Tuesday, February 8, 2022

Asterisk Averse

Whether to acknowledge the degree to which performance-enhancing drugs destroyed baseball’s hallowed records, or to alert the public of a lengthy legal disclaimer, or lastly to mark a phrase as wildly ungrammatical, there’s little little Asterix can’t do. While an asterisk might seem like the obvious punctuation notation favored by clever omitters of the relevant, it is actually a cartoonish figure representing the glory days of Gaul.

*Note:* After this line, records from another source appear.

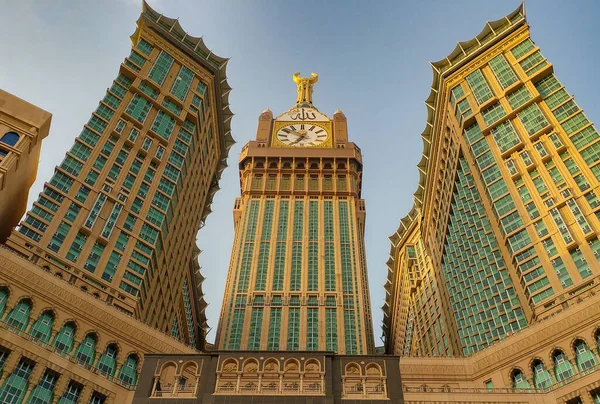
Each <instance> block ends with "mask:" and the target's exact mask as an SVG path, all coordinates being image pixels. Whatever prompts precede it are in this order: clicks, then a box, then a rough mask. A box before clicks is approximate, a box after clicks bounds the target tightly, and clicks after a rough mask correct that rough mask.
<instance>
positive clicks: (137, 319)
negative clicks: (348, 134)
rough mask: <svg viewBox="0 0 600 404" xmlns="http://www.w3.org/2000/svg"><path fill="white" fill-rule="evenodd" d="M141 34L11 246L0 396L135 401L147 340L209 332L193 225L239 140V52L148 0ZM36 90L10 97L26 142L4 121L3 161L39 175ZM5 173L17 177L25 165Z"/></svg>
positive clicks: (160, 345)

The asterisk is not enough to tell a story. It is an ineffectual way for someone to make a correction, or, better yet, to appear to have made a correction. If I say, meet me at Motel 6*. You might, for the first time in your life, consider motels with a different numerical preference. You may start wondering what Tom Bodett is doing at this very moment, should he not be recording a radio or TV commercial. You might even imagine meeting me somewhere else. But I’m not helping you understand anything. The asterisk adds the illusion of clarity. When it is closer to a haphazard footnote, there to be seen. 

 

Not so for Asterix. First of all, he’s French. But not French in the way we know things now, with the baguettes and the berets. The obsession with butter and philosophy. He’s old world French, of the old école, when concerns focused on the movements of Rome and the likes of Julius Caesar. 

 

Take the baseball home run record. Barry Bonds has the top spot at 762, with Henry Aaron a close second at 755. What good would an asterisk do, hovering above the two in miniature superscript? Nothing, as far as I can see. However, you put this blonde barbarian with his winged helmet, holding a sharpened shortsword, the point is made. The blade is enough to lop off 

 

What has an asterisk been through? The transition from the click clack of a typewriter to the blinking cursor of a personal computer? That’s hardly comparable to the drawn out Gallic Wars, where Roman legions gave no quarter. It would give baseball more of an international feel, something the game needs.